Arteria mengaku, ungkapan kata itu terlontar lantaran dirinya kecewa dengan kinerja Kemenag dalam menangani kegiatan perjalanan umrah selama ini. Menurut Arteria, Kemenag tidak berhasil melakukan pencegahan terhadap keberadaan biro perjalanan umrah yang gagal memberangkatkan jamaahnya. Belakangan Arteria telah meminta maaf atas pernyataan tersebut.
Terlepas dari permintaan maaf yang akhirnya disampaikan oleh yang bersangkutan, dan itu pun setelah pihak Kemenag melaporkan sikap Arteria Dahlan kepada MKD, akan tetapi kata "bangsat" yang dilontarkan dari mulut Arteria Dahlan, tak lebih dan tidak kurang merupakan kata yang sering terdengar dilontarkan preman di terminal dan di pasar.
2. Oktober 2019, Tunjuk-Tunjuk Emil
Dalam program "Mata Najwa episode Ragu-ragu Perppu", Arteria menunjukkan sikap yang meluap-luap, sampai menunjuk-nunjuk Emil Salim.
Pada mulanya, Arteria bicara soal operasi tangkap tangan (OTT) yang dilakukan KPK yang dinilainya dipandang publik berlebihan. Padahal, menurut dia, banyak janji KPK yang tidak tercapai.
Pernyataan Arteria itu kemudian dibalas Emil dengan menyinggung soal ketua partai yang terjerat kasus di KPK. "Apa semua ketua partai masuk penjara, apa itu tidak bukti keberhasilan KPK?" ujar Emil.
Tetapi menurut Arteria, penangkapan ketua partai itu sebagian kecil dari kerja KPK. Arteria menyoroti sejumlah hal mulai dari monitoring hingga pencegahan. Arteria bahkan 'menguliahi' profesor di almamaternya sendiri. "Prof, gini loh, Prof dengan segala hormat saya sama profesor, profesor bacalah tugas fungsi kewenangan KPK, tidak hanya melakukan penindakan tapi bagaimana pencegahan," ucap Arteria.
"Bagaimana penindakannya, bagaimana juga supervisi, monitoring ini dan koordinasi ini tidak dikerjakan Prof, tolong jangan dibantah dulu Prof," ujar dia melanjutkan.
Arteria pun bicara soal alasan pembentukan dewan pengawas hingga sejumlah kasus korupsi yang menurut dia tak diangkat KPK, misalnya dana bencana, kasus KONI hingga kasus pasar Sawit. Emil Salim lantas mengatakan, ada kewajiban dalam UU KPK untuk menyampaikan laporan. Namun Arteria menepis hal tersebut.

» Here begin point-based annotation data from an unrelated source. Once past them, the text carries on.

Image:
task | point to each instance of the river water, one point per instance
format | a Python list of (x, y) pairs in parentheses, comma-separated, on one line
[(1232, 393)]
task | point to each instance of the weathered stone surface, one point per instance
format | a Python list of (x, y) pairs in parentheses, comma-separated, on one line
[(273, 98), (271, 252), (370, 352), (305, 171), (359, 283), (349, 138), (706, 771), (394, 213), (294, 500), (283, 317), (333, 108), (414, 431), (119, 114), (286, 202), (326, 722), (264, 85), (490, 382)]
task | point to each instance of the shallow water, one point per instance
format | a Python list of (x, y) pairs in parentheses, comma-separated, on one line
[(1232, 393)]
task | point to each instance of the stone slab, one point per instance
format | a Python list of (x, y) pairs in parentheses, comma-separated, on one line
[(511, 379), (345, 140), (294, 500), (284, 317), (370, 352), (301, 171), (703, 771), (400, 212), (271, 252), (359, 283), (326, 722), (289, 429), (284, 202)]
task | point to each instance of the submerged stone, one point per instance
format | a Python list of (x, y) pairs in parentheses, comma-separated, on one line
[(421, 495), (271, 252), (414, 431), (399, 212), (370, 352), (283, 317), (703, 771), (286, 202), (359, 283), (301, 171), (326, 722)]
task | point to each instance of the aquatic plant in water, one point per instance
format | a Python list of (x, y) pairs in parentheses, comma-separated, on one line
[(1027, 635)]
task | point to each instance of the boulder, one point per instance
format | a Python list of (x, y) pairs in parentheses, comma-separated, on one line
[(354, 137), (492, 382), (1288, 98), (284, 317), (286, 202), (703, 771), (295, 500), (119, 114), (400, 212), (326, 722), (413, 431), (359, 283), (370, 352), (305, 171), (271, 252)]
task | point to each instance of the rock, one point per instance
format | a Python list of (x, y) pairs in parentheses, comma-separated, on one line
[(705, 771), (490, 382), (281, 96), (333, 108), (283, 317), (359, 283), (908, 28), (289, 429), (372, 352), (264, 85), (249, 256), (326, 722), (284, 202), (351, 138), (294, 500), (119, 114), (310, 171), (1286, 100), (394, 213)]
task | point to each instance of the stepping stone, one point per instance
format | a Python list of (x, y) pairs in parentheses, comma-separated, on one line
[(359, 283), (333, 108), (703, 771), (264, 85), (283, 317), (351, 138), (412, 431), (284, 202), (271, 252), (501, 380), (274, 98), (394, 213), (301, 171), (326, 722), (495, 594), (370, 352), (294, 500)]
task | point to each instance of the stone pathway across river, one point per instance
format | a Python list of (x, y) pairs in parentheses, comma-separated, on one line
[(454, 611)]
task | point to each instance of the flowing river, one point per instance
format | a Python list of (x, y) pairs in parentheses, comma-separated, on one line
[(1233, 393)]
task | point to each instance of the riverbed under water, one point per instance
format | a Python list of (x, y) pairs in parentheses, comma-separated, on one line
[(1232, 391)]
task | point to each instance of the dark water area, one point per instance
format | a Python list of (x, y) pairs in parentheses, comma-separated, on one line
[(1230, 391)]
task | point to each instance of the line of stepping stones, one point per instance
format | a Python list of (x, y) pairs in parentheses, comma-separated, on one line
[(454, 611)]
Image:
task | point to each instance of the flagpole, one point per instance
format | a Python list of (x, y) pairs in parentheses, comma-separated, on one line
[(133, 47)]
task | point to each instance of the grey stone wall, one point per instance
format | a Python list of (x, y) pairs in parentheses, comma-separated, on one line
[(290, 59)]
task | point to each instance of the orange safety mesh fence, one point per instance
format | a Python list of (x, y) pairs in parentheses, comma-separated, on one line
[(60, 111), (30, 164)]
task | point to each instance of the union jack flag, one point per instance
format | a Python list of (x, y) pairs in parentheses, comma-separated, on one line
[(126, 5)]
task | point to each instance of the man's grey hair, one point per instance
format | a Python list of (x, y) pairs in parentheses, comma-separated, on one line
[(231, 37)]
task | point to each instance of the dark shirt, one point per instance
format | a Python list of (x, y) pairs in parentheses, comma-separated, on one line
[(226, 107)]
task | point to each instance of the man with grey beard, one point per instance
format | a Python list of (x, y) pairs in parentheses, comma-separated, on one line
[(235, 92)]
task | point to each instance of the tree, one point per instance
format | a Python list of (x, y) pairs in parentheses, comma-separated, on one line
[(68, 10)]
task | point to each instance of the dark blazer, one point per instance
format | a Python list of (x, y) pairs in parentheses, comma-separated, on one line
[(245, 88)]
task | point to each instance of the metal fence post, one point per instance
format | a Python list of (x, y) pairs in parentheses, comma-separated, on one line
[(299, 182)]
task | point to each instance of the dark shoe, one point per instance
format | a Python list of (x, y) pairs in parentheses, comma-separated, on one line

"Mana Prof, saya di DPR, Prof. Tidak boleh begitu Prof, saya yang di DPR saya yang tahu, mana Prof? Sesat, ini namanya sesat," kata Arteria memotong pernyataan Emil dengan menunjuk-nunjuk Emil dengan posisi setengah berdiri, ddisertai suara yang tinggi.
Terlepas merasa dirinya benar, dan Profesor Emil Salim keliru, tapi sikap temperamental dan arogansi yang ditunjukkan Arteria Dahlan terhadap seorang yang usianya mungkin sepantaran kakeknya sendiri, dan disaksikan langsung oleh jutaan pasang mata, dianggap sebagai suatu sikap yang kurang ajar, sama sekali tidak memiliki tatakrama kesopanan. Terlebih lagi semua orang pun tahu. Siapa Emil Salim itu.
Pertanyaannya, apakah seorang Arteria Dahlan ini anggota DPR RI dari fraksi PDIP, atau preman pasar yang dipelihara, dan diasuh Megawati. Terhadap orang tua yang sudah sepuh saja sudah bersikap kurang ajar seperti itu.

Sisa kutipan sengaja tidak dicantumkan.